How to calculate $\mathbb{E}\left(\varPhi^{2}\left(\frac{W_{s}}{\sqrt{1-s}}\right)\right)$? How can we calculate $$\mathbb{E}\left(\varPhi^{2}\left(\frac{W_{s}}{\sqrt{1-s}}\right)\right)$$ where $W$ denotes a Wiener process, and $\varPhi$ is the CDF of the standard normal random variable... If $\varphi$ denotes the PDF of the standard normal variable, then$$\mathbb{E}\left(\varPhi^{2}\left(\frac{W_{s}}{\sqrt{1-s}}\right)\right)=\int_{\mathbb{R}}\varPhi^{2}\left(\frac{x}{\sqrt{1-s}}\right)\frac{1}{\sqrt{2\pi s}}e^{-\frac{x^{2}}{2s}}dx=\int_{\mathbb{R}}\varPhi^{2}\left(\frac{x}{\sqrt{1-s}}\right)\frac{1}{\sqrt{s}}\varphi\left(\frac{x}{\sqrt{s}}\right)dx=...?$$ I can't continue...
 A: Let $$M_t = \Phi \left( \frac{W_t}{\sqrt{1-t}} \right) = g(t, W_t)$$ where $g(t,x) =\Phi \left( \frac{x}{\sqrt{1-t}} \right)$. We claim that $M_t$ is a martingale. First, observe that $\Phi^\prime (s) =\frac{1}{\sqrt{2 \pi}} \exp \left( \frac{s^2}{2} \right)$ and $\Phi^{\prime \prime}(s) = - \frac{s}{\sqrt{2 \pi}}\exp \left( \frac{s^2}{2} \right)$. Furthermore,
$$\begin{align*}
g_x(t,x) &= \frac{1}{\sqrt{1 - t}} \Phi^\prime \left( \frac{x}{\sqrt{1 - t}} \right) \\
g_t(t,x) &= \frac{x}{2\sqrt{1 - t}(1-t)} \Phi^\prime \left( \frac{x}{\sqrt{1 - t}} \right) \\
g_{xx}(t,x) &= \frac{1}{1-t} \Phi^{\prime \prime}\left( \frac{x}{\sqrt{1 - t}} \right)
\end{align*}$$
From here, you may check that $g_t(t,x) + \frac{1}{2}g_{xx}(t,x) = 0$, so that $M_t$ is driftless and hence a local martingale.
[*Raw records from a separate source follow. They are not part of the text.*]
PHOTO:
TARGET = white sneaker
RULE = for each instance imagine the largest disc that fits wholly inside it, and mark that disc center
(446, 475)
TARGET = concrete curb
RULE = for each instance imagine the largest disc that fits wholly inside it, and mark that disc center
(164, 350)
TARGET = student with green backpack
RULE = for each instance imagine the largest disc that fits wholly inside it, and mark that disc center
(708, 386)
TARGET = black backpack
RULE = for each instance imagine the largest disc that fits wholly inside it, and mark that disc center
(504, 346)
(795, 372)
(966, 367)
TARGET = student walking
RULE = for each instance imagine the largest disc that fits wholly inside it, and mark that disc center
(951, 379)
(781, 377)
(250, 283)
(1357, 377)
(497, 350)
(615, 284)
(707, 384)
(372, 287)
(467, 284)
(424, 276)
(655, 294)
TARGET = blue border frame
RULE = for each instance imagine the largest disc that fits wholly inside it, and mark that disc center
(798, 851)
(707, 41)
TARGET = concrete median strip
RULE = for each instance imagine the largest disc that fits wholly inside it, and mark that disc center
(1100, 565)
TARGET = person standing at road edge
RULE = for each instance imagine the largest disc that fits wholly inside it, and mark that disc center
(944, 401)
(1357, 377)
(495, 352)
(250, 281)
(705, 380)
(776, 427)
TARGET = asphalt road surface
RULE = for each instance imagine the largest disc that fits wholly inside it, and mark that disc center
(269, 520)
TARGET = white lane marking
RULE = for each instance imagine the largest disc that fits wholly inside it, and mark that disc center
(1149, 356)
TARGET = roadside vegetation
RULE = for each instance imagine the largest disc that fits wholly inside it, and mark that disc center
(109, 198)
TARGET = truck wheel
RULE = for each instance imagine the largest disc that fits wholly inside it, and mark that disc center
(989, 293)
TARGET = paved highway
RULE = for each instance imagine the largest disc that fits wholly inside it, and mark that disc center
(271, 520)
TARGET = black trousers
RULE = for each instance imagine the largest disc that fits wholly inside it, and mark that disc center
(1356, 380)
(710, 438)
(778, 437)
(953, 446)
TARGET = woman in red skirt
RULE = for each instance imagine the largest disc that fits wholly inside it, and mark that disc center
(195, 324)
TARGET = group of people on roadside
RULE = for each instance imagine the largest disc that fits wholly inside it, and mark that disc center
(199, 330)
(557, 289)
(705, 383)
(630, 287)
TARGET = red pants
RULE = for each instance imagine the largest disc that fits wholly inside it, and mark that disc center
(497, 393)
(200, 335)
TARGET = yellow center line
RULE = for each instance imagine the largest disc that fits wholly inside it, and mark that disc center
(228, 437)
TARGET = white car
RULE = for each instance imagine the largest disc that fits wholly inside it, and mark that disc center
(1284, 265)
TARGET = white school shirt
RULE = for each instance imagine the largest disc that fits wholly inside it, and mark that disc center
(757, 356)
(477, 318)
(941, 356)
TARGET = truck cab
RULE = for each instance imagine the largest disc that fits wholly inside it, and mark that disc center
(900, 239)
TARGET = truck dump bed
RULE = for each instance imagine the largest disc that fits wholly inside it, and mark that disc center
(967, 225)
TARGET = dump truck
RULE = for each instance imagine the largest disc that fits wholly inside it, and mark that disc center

It's in fact a true martingale by observing that $$dM_t = \frac{1}{\sqrt{2\pi}\sqrt{1-t}} \exp \left( - \frac{W_t^2}{2(1 - t)} \right) dW_t$$ and noting that the integrand (being bounded) belongs to $L^2 (\Omega \times [0,T])$ for $T < 1$.
The dynamics of $M_t^2$ are given easily by Itô's lemma: $$d(M^2)_t = (dM_t)^2 + 2M_t(dM_t) = \frac{1}{2\pi (1-t)} \exp \left( - \frac{W_t^2}{1-t} \right) dt + \text{martingale}$$
So that $$E(M_t^2) = M_0^2 + \int_0^t \frac{1}{2\pi (1-s)} E\exp\left( -\frac{W_s^2}{1-s}\right) ds$$
The inner expectation evaluates to $$E\exp\left( -\frac{W_s^2}{1-s}\right) = E\exp\left( -\frac{s}{1-s}W_1^2\right) = \left( \frac{1+s}{1-s} \right)^{-1/2} = \sqrt{ \frac{1-s}{1+s} }$$
Where in the second equality we have evaluated the MGF of $W_1^2 \sim \chi^2(1)$ at the point $- \frac{s}{1-s}$.
From this point on, the expectation is a standard calculus exercise which I leave to you.